In his first season, Suarez scored 25 goals and 18 assists in 43 appearances for the Catalan giants. The numbers don’t match up to those of his illustrious Argentine counterpart, yet Suarez’ involvement in Barca’s attack remains pivotal. His assist to Messi’s goal in the second leg was instinctive of both a goalscorer and a goal provider. Granted that Messi can covert nearly any ball that comes to him, his job is made infinitely easier with Suarez working hard around him.
Moreover, the former Liverpool attacker’s biggest contribution has been the freedom he has afforded Lionel Messi. The Argentine has long carried the Barca attack firmly on his shoulders. It’s a responsibility that he both enjoys, and thrives in. Seeing him return to his original position as a wide forward however, has seen the Argentine play with a level of happiness that had gone missing along the way. Suarez’ ability on and off the ball, leaves defenders pre-occupied, offering Messi a crucial extra yard of space, which is akin to signing your own death warrant.
Enrique has a trying four months ahead
Like his previous start last season, the chips are stacked against the Asturian coach. Though the odds aren’t that against him, they aren’t as proverbially in his favour as many would assume.
With Alba’s injury and the sale of Adriano, Enrique will be forced to start Jeremy Mathieu in the left-back spot. If the last two games are any indication, the former Valencia defender will be the oppositions’ prime target. Moreover, the inevitable sale of Pedro will leave a huge question mark over who takes the third attacking spot beside Messi and Suarez.
Rafinha and Munir are options, both aren’t quite ready to handle the gauntlet of regular league and Champions League football. With Pedro gone, and Neymar still recovering from mumps, Barca might have to change their preferred 4-3-3 and move Iniesta to the advanced number 10 position.
Enrique will also have to wait until January to unleash both Aleix Vidal and Arda Turan. While both players will shore up Barca’s defence and attack respectively, they will come in to the Barca side without match experience and will still require time to adjust, no matter how long they train with the first team. Vidal will probably take over from Dani Alves straightaway, but Turan is a player that requires games to perform. If M-S-N get back to their best, there might be little place for Turan in attack. His options in midfield are likely to come, only with a change in formation, which will still be hard to predict.
Without centre-back Pique for the first two fixture, and possibly more, Barca face a tough start to the new Liga season.

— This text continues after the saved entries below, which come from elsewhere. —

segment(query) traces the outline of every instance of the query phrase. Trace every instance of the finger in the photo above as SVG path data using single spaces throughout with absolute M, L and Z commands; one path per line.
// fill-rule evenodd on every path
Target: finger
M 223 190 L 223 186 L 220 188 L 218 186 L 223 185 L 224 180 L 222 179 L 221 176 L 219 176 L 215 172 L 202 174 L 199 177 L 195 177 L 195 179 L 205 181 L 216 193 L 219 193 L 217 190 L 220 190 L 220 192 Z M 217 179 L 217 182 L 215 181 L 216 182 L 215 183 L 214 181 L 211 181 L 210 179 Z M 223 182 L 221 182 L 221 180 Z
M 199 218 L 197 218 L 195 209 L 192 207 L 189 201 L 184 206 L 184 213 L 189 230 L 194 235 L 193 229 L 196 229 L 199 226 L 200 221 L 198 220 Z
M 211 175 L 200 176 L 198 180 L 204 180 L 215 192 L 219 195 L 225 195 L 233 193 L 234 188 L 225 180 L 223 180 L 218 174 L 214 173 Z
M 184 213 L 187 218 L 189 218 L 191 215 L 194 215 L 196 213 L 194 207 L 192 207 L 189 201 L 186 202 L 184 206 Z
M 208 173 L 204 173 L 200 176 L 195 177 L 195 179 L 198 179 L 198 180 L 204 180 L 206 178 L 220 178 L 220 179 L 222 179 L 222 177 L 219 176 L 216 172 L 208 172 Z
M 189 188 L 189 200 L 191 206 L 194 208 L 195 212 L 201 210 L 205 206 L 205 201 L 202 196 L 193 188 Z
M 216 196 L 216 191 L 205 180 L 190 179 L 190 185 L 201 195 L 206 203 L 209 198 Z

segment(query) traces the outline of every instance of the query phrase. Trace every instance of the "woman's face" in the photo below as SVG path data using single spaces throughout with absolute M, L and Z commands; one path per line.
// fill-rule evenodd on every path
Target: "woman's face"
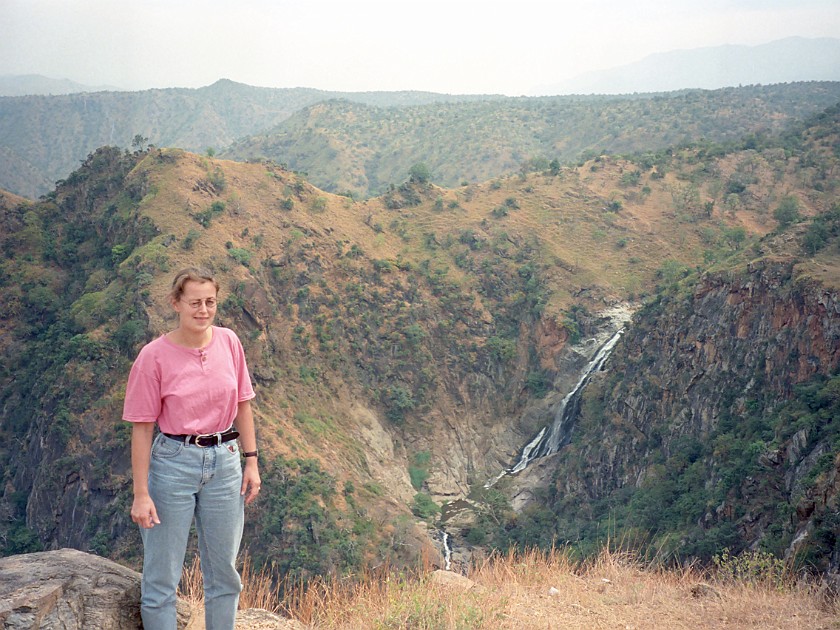
M 184 332 L 201 334 L 213 325 L 216 317 L 216 287 L 212 282 L 187 280 L 184 292 L 172 304 L 178 313 L 180 327 Z

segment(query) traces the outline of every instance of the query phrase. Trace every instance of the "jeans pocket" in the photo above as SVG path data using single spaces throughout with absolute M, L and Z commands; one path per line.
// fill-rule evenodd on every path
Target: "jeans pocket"
M 152 457 L 159 459 L 169 459 L 175 457 L 184 450 L 184 443 L 178 440 L 173 440 L 159 433 L 152 444 Z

Real and Atletico have both strengthened parts of their side that needed re-enforcement, and are thus looking stronger. Barca’s strength in depth will be put to the utmost test, as the club will need to start on the right foot in order to gain priceless momentum heading into the new campaign. While they are the reigning domestic and European champions, it is a very dangerous thing to rely on past glory in this ever changing world of modern football.